Au Port du Légué,
A l’ancre, à l’encre j’écris.
Le port du Légué, enfant de la mer et des Terre-neuvas, d’un lègue prospère l’héritage. A l’ancre, à l’encre j’écris.
Un amer immaculé dans les gris non loin se perd. Sous mes yeux : grèves, galets, vase, ulves sur fond de baie anthracite et rivages vert-de-gris.

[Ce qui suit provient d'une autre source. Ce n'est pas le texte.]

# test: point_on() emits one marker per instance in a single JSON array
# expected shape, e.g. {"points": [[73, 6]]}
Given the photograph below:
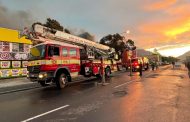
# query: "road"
{"points": [[158, 96]]}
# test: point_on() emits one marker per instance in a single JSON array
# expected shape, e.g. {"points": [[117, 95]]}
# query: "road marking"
{"points": [[45, 113], [125, 83], [132, 81]]}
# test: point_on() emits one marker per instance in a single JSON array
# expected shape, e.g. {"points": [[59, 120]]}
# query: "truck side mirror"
{"points": [[50, 52]]}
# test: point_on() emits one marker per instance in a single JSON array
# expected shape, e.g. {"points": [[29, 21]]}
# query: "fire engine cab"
{"points": [[59, 57]]}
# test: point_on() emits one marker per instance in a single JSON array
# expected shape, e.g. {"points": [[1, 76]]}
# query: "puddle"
{"points": [[120, 93]]}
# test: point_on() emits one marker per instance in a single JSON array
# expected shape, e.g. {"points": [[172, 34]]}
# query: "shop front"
{"points": [[14, 54]]}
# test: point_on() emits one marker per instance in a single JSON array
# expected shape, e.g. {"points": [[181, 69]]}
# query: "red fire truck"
{"points": [[59, 57], [130, 59]]}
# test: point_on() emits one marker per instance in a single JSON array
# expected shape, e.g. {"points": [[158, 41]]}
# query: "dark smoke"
{"points": [[82, 33], [15, 19]]}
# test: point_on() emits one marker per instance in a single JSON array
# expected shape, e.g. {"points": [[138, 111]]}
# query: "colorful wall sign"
{"points": [[4, 73], [24, 64], [16, 64], [15, 72], [5, 64], [5, 56]]}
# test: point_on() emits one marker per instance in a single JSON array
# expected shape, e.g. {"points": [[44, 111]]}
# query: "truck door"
{"points": [[54, 57], [74, 62]]}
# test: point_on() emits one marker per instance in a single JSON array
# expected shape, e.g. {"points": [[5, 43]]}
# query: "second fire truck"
{"points": [[59, 57]]}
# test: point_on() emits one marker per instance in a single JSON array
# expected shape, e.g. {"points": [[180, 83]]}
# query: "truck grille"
{"points": [[33, 69]]}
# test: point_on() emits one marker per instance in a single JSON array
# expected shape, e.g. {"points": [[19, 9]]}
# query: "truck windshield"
{"points": [[37, 52]]}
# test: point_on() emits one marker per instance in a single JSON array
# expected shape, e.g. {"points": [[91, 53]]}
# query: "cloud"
{"points": [[166, 26], [158, 4]]}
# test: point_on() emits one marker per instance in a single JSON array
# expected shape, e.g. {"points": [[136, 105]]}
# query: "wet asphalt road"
{"points": [[159, 96]]}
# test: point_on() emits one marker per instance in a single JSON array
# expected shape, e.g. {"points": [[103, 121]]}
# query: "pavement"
{"points": [[20, 84], [157, 96]]}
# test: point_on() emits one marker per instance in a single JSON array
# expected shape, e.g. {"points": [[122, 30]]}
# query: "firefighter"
{"points": [[153, 65], [188, 67], [140, 69]]}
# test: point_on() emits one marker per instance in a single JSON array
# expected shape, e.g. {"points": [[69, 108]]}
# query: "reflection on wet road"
{"points": [[157, 96]]}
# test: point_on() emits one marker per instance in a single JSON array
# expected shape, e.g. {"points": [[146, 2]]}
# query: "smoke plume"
{"points": [[15, 19]]}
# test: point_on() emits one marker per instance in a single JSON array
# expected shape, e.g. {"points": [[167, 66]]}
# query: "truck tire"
{"points": [[107, 72], [43, 83], [61, 80]]}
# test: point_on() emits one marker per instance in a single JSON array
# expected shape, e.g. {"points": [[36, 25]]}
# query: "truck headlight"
{"points": [[42, 75]]}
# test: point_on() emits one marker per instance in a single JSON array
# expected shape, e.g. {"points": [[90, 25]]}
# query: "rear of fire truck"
{"points": [[61, 57]]}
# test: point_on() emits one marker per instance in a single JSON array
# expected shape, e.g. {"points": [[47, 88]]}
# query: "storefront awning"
{"points": [[8, 35]]}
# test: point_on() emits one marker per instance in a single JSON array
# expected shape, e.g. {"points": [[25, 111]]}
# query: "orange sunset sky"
{"points": [[152, 23]]}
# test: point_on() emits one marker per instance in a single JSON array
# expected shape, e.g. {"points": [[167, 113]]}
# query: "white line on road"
{"points": [[130, 81], [125, 83], [45, 113]]}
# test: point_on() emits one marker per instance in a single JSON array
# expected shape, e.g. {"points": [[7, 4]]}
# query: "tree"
{"points": [[67, 31], [114, 41], [53, 24]]}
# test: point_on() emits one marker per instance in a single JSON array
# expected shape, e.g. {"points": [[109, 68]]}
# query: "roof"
{"points": [[8, 35], [57, 43]]}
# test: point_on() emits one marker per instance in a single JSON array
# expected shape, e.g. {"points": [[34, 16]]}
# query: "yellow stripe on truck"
{"points": [[50, 62]]}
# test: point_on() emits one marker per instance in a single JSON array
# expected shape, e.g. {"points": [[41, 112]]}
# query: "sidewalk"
{"points": [[14, 82]]}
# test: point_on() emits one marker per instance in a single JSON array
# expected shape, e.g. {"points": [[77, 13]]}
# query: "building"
{"points": [[14, 53]]}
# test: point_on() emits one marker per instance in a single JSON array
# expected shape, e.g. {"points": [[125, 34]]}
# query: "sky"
{"points": [[152, 23]]}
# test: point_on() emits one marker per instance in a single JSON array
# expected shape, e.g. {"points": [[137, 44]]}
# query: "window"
{"points": [[4, 47], [26, 48], [53, 51], [64, 52], [73, 52], [21, 47]]}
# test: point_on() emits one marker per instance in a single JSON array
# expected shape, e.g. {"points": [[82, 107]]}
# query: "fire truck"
{"points": [[130, 60], [59, 57]]}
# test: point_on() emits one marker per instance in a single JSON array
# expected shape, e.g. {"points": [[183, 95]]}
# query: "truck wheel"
{"points": [[43, 83], [107, 72], [61, 80]]}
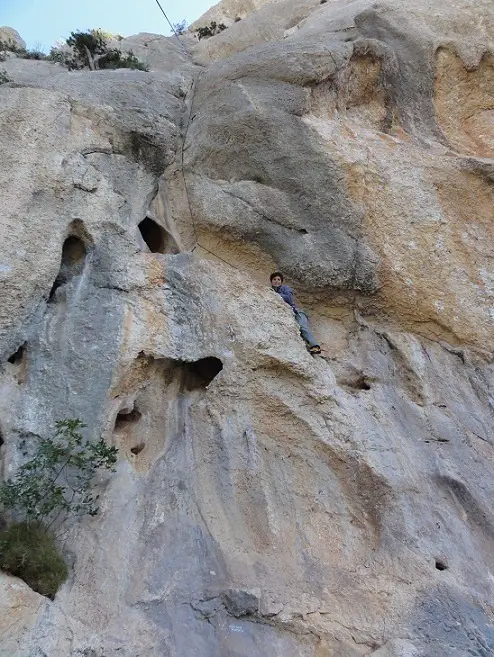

A l’ancre, à l’encre j’écris.
Sternes, aigrettes, cormorans et goélands, mouettes et poules d’eau ; colverts et cygnes, petits d’homme et miettes de pain, cacophonie.
A l’ancre, à l’encre j’écris.
En deçà de l’écluse, en amont, entre ponts et pontons quais et grues : haussières à l’agonie, mousses, rouille, flaques moirées ici, là moteurs grippés, bateaux las en léthargie, haubans et drisses qui claquent.
A l’ancre, à l’encre j’écris.
A une encâblure, un voilier flambant neuf brûle de larguer ses amarres ; à un jet de bière de là, une épave en devenir, rêve naufragé qui s’émousse, bordées qui se délitent, beauté flétrie, amère et salée.
A l’ancre, à l’encre j’écris.
Au bistrot, un canon en ligne de mire, un capitaine crochet conte à rebours des périples au long cours, des voyages sans retour ; Peter Pan, lui, a mis les bouts, hissé les voiles, les cales pleines à craquer d’illusions et de chimères.
A l’ancre, à l’encre j’écris.
Sur l’épave en devenir, à la proue une fleur affleure. Son calice offre en corolle un safran éclatant : peut-être un bouton d’or, ou bien un colza, fils du vent et d’une graine ; ou alors un éclat de soleil, qui sait ? vestige d’une aube prometteuse pleine d’aventures.